EMS (Elektro-Myo-Stimulation) boomt in Deutschland. Nach neuesten Untersuchungen soll es in Deutschland bereits rund 2500 Studios geben. Sie benötigen nur wenig Platz und werben damit, dass die Kunden mit einem nur 20-minütigen Training einen großen Effekt erzielen können.

„Das EMS Training ist bis zu fünfmal effektiver als das herkömmliche Training und hat einen bis zu 18-fachen Nachbrenneffekt, der für die Fettverbrennung verantwortlich ist“, sagt Sylvia Sintschew. Wie geht das? „Die Muskulatur oder einzelne Muskelfasern werden mittels elektrischer Impulse angesteuert und stimuliert“, erklärt der Olfener Michael Büscher. Damit werde eine deutlich intensivere Muskelanspannung als bei der willentlichen Ansteuerung erreicht.

Verfahren ist seit den 1970er Jahren bereits bekannt

Wirklich neu ist dieses Verfahren nicht. Bereits seit den 1970er Jahren haben Physiotherapeuten das simple und anerkannte Prinzip in der Rehabilitation bei Zerrungen oder Faserrissen eingesetzt.

Aus Sicht der beiden Studio-Betreiber reicht es aber bei weitem nicht aus, die speziellen Anzüge zu tragen und irgendwie 20 Minuten zu trainieren. „Der Trend geht zur maßgeschneiderten Dienstleistung“, sagt der IT-Fachmann Michael Büscher.

Deshalb gebe es im neuen Olfener EMS-Studio auch eine 1:1- oder maximal 1:2-Betreuung durch fachkompetente Trainer, verbunden mit ganz individuellen Übungsplänen. Damit unterscheide sich das Training im neuen Olfener Studio wesentlich von den Fitness-Studios, die für neue Mitglieder einen Plan entwickeln würden und sie dann nicht mehr konsequent begleiten würden.

Interessenten sammeln Erfahrungen beim Probetraining

Dass EMS-Training aktuell offensichtlich im Trend liegt, beweist Sylvia Sintschew.
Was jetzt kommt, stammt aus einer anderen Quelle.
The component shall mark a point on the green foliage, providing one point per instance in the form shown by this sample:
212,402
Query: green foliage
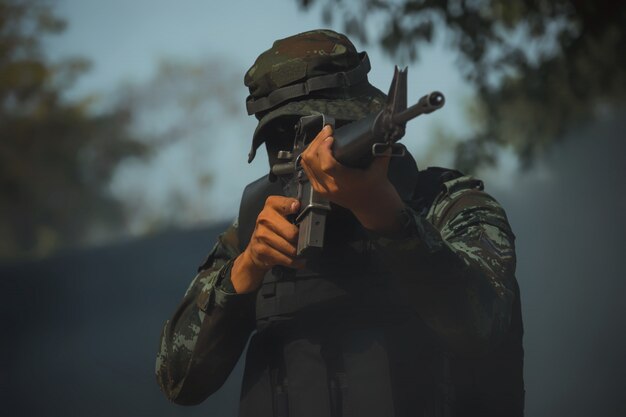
55,157
539,67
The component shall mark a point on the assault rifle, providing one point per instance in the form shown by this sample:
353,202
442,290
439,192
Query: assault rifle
355,145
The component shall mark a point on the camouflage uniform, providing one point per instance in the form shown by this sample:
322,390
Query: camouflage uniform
452,266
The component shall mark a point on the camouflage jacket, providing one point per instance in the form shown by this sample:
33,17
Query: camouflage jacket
465,294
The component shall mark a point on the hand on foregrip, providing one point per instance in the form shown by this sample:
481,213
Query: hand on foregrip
273,243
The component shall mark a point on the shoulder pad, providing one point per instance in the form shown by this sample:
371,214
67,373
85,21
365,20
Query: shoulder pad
457,185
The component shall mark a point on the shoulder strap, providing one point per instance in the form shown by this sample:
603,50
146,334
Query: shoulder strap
429,184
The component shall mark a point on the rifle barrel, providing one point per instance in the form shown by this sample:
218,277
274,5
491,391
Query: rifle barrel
427,104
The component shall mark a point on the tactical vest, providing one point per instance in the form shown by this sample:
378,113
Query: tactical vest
331,342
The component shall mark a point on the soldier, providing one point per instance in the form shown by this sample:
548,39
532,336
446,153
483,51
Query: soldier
412,309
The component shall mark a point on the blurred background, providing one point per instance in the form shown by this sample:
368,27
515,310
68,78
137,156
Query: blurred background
123,147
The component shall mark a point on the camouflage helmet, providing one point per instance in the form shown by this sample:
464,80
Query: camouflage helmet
315,71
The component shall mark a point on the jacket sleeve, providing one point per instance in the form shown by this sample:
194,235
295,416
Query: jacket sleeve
203,340
455,265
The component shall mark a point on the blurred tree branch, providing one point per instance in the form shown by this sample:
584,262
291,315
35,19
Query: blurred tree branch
56,157
539,67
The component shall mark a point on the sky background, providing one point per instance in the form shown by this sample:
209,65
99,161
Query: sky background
567,213
125,42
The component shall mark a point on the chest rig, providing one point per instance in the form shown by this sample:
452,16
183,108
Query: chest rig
345,274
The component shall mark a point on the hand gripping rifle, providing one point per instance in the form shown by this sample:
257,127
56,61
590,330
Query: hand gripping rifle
355,145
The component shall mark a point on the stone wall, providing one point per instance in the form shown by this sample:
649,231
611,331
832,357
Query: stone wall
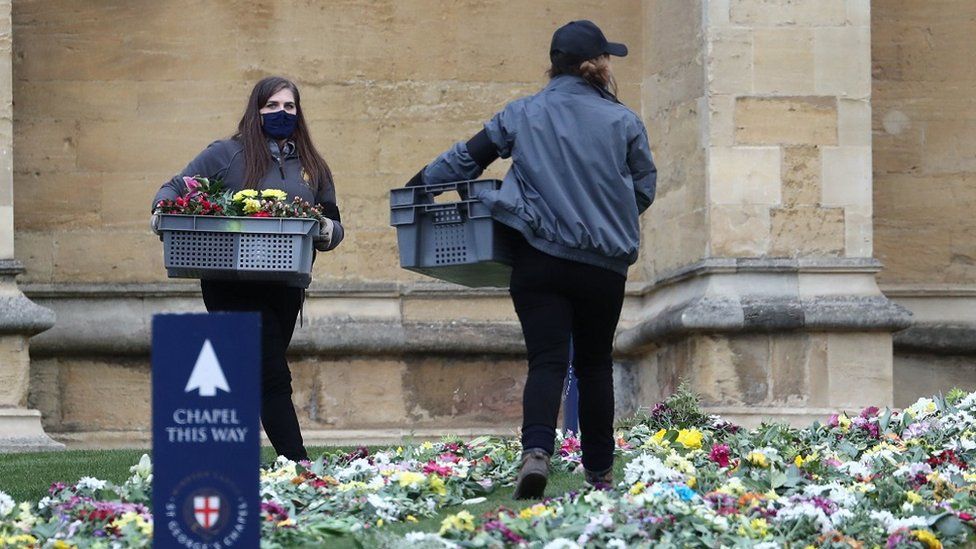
925,186
925,141
107,112
113,98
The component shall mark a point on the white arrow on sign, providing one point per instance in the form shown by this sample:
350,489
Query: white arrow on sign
207,375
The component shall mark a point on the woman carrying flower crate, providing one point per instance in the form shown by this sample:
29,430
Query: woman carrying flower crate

Sie hat bereits EMS-Studios in Senden und Lüdinghausen. Aus ihrer Sicht eignet sich das EMS-Training auch für Schmerzpatienten „besonders gut, da beim EMS-Training ein Tiefenmuskel-Impuls zum Einsatz kommt. Dieser gewährleistet, dass gerade das Tiefengewebe kontrahiert wird, was zur Entlastung des Skeletts führt.“ Es sei deshalb besonders gelenkschonend.

Wie das in der Praxis funktioniert, wollen Sylvia Sintschew und Michael Büscher bei der Eröffnung am Freitag, 16. Oktober ab 12 Uhr bei der offiziellen Eröffnung demonstrieren. Interessenten können an diesem Tag Termine für ein Probetraining vereinbaren.

Grundsätzlich bietet das neue Studio an der Neustraße 1 zwei Gratis-Einheiten an. Danach können die Kunden aus verschiedenen Mitgliedschafts-Modellen mit einer Laufzeit zwischen einem Monat bis zu zwei Jahren wählen. Neben dem Training will das Studio künftig auch eine Ernährungsberatung anbieten.